The Carlsons praised Cyber Patrol, one of five blocking programs Consumer Reports said have faults.

Test results

For the test, software was checked to see if children could still reach any of 22 pre-selected adult-oriented Web sites. In every case, the answer was yes.

SurfWatch (version 1.6 V-2) fared best. It was able to block 18 specific sites, but four others slipped through. "It's part of a solution.
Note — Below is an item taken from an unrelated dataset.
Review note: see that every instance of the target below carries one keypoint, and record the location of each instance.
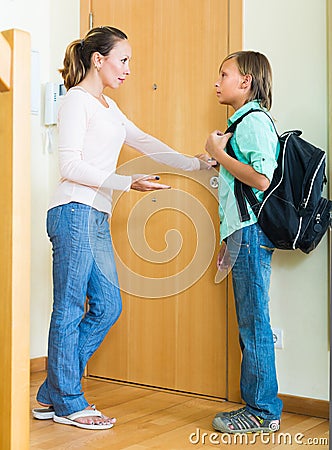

It's not the complete solution," acknowledges SurfWatch co-founder Jay Friendland.

Next were Cyber Patrol (version 3.1), which intercepted 16 of the 22 sites, and Cybersitter (version 2.1), which blocked 14. Microsoft's Internet Explorer stopped just three, and Net Nanny (version 3.1) was the worst -- unable to block any of the pre-selected adult sites.

results

Parental involvement required

Part of Explorer's poor showing is because the browser relies on a rating system that isn't yet widely adopted, Consumer Reports said.

Some of the blocking programs rely on heavy parental involvement, meaning moms and dads must download updates of objectionable sites and add them to their screening software's database.

Net Nanny is designed to be "totally under the user control," said Gordon Ross of Net Nanny Software.

As father Matt Carlson put it, "technology doesn't know moral right from moral wrong."

For parents trying to screen what their children see, that means doing more work than they may have bargained for.